Afterward, defending champ Rafael Nadal, Andy Murray and Andy Roddick marched into tournament referee Brian Early’s office and complained about being rushed onto the courts prematurely.
“Walking out there, it was still misting,” Roddick said.
Tournament officials were hoping they could get at least 90 minutes of play time — the magic number necessary to provide ticket holders before the box office must issue new tickets.
Rain has played an unwelcome role throughout the past three championships, and now it's starting to become the signature of the tournament. For three consecutive years, the premiere match of the U.S. Open — the men’s singles final — has been washed out. And this year could make it four in a row.
(Photo: The last big rain on Arthur Ashe Stadium during maindraw play at the U.S. Open fell on the Sunday final in 2010/ by Nate Chura for WNYC)
The USTA, the American tennis federation that runs the Open, has come under heavy fire for not coming up with an effective game plan for the rain.
The U.S. Open is currently the only major tennis tournament in the world without, at least, plans of building a roof over its main show court. The Australian Open has had one for years. Wimbledon added one in 2009. And the French Open will install a retractable roof at Roland Garros by 2016. Here in New York, however, there are no such plans.
“At this point a roof on Arthur Ashe stadium remains technically complex and financially challenging. And we have no current plans for a roof on Arthur Ashe stadium," USTA spokesman Chris Widmaier told me Wednesday.
Could the US Open be moved to a more weather-friendly block on the calendar, say two weeks earlier? Widmaier said, to his knowledge, the idea has never been discussed.
“Weather wise,” said Widmaier, “historically, this is the time when we get the least amount of rain in New York. Obviously that pattern has changed over the last couple of years. However, we are not considering moving out of our timeslot as it currently exists.”

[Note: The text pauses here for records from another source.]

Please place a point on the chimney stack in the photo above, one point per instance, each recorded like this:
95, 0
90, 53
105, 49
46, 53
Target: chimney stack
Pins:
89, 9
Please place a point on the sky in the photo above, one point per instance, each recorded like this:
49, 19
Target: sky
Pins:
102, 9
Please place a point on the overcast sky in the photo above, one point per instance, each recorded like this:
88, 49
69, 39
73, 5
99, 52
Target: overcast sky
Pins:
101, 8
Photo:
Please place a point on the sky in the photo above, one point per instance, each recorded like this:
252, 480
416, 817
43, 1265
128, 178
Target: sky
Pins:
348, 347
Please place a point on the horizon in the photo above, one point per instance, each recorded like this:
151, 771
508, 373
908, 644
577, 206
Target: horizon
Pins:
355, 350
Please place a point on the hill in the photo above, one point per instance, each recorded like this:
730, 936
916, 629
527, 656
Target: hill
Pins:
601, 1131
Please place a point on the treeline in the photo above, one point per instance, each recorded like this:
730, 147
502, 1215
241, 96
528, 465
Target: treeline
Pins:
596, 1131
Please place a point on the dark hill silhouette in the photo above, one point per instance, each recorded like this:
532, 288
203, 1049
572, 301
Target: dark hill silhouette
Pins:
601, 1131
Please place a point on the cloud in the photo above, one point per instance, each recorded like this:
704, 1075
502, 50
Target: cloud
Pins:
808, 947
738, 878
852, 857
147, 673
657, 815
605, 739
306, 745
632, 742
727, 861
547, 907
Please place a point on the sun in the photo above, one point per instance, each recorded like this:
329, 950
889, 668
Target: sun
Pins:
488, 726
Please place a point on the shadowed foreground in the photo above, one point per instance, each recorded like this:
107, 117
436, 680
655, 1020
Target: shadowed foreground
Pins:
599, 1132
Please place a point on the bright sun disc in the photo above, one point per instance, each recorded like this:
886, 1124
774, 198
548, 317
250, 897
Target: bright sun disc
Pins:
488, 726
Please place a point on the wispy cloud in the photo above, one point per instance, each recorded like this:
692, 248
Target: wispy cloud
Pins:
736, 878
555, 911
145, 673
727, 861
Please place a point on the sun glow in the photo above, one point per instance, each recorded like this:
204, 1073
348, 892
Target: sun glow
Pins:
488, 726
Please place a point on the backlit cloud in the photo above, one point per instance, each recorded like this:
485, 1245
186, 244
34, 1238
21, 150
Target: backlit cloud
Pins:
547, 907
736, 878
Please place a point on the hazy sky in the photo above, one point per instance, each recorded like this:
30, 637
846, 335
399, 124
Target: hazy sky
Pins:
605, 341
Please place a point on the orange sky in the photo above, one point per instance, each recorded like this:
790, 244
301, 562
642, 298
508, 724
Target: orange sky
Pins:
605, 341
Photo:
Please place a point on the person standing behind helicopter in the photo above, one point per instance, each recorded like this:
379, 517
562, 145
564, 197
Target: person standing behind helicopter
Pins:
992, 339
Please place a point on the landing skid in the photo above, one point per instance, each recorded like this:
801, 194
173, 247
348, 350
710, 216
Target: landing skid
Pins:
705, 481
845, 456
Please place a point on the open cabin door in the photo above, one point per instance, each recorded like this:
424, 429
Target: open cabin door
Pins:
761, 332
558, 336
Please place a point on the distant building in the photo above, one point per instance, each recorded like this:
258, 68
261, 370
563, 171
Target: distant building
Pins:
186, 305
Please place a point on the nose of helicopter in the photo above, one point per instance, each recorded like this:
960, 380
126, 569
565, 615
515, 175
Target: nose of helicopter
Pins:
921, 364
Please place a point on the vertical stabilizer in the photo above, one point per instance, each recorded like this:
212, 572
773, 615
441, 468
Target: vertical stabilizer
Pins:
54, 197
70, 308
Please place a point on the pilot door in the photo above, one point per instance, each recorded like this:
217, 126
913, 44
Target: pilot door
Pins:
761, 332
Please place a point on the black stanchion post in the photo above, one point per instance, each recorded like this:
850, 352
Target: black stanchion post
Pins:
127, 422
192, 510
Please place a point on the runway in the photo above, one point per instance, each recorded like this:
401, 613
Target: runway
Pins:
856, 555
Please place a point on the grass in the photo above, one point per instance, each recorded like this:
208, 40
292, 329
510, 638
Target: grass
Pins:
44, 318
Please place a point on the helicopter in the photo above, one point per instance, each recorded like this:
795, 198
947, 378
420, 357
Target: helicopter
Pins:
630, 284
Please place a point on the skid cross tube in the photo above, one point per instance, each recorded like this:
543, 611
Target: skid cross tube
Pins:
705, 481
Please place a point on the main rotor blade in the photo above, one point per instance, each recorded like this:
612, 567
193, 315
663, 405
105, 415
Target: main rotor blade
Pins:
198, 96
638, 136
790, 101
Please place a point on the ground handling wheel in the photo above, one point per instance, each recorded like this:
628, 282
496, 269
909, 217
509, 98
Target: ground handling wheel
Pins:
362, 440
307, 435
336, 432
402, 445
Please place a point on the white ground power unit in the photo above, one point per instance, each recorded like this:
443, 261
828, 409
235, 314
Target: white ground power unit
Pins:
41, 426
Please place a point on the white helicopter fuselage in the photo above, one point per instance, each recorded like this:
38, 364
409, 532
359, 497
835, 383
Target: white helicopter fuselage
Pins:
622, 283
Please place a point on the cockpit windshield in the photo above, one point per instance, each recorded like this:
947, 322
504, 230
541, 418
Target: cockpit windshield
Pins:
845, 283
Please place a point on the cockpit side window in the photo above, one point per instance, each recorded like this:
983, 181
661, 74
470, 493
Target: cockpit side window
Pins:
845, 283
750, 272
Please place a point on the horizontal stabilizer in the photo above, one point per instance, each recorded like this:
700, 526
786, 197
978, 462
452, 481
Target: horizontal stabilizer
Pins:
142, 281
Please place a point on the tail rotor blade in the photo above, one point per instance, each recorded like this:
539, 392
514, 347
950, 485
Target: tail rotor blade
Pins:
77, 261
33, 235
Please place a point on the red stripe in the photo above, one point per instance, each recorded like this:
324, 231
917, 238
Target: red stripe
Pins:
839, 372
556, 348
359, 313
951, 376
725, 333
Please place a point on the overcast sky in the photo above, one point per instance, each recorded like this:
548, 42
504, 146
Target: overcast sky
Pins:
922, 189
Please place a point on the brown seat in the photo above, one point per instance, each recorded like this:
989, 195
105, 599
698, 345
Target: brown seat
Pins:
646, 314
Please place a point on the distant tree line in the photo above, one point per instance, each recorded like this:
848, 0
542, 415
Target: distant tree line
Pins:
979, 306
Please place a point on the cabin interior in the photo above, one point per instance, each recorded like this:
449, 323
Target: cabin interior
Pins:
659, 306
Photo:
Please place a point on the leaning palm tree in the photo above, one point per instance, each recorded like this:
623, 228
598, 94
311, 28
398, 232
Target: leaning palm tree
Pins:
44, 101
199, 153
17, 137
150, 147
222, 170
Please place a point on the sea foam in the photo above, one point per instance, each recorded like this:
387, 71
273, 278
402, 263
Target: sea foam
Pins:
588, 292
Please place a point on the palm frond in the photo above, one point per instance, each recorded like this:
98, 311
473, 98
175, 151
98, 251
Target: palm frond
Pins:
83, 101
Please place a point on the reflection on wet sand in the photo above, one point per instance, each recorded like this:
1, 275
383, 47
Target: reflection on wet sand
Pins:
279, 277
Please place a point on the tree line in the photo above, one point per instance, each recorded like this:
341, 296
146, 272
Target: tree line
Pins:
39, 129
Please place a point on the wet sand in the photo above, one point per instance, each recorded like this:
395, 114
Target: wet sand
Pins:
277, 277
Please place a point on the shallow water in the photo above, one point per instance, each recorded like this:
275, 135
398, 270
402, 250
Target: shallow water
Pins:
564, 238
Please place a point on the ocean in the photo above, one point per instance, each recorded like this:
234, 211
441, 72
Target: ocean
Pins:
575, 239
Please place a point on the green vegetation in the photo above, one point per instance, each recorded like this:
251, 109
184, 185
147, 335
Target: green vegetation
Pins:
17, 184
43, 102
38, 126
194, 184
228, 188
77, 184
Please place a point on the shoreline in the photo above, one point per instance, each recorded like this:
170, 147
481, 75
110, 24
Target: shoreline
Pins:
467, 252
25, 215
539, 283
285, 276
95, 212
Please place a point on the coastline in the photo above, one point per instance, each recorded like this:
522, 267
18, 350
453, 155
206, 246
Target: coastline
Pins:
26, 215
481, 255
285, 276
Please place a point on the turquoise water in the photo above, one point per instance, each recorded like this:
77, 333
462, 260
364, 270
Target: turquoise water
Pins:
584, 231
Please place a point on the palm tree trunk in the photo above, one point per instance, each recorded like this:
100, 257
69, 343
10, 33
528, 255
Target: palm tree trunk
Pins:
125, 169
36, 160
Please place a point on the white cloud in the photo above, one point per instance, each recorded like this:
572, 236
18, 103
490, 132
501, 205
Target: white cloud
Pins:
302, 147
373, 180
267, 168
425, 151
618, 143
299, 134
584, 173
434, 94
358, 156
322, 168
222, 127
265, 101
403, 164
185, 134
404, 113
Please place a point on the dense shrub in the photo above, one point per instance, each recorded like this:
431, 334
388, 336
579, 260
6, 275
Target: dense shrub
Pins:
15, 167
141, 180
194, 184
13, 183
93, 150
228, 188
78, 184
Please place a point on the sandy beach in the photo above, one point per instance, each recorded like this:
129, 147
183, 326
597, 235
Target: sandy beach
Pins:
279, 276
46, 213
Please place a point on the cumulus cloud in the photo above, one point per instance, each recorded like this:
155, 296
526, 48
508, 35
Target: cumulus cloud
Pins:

It may seem rash, but such changes to the major tournaments are not unprecedented. The Aussies moved their major all over the map. Until 1982 the Australian Open was played at Christmas time. Now it’s the first major of the year, beginning in mid-January.
Why can’t the U.S. make a similar adjustment?
While the players were waiting for a verdict on the weather, I spoke with 1988 U.S. Open champion Matts Wilander in the player’s lounge and asked him what he thought the hardest thing about moving the tournament on the calendar would be.
“I think the logistical challenges are, they’d have to move Labor Day too, and that’s pretty hard," Wilander said.
But the fact remains, the climate for the U.S. Open has been adversarial for several years now and the tournament is losing the match.
“What they need to do is figure out a way to put a roof on this thing,” Wilander said, referring to Arthur Ashe stadium, “and they need to find a way to put a roof on another court, so they can have two courts. You could never finish the whole tournament, but at least you could finish the second week ... if you had two courts.”
We’ll see if anyone in charge heeds Coach Wilander’s advice.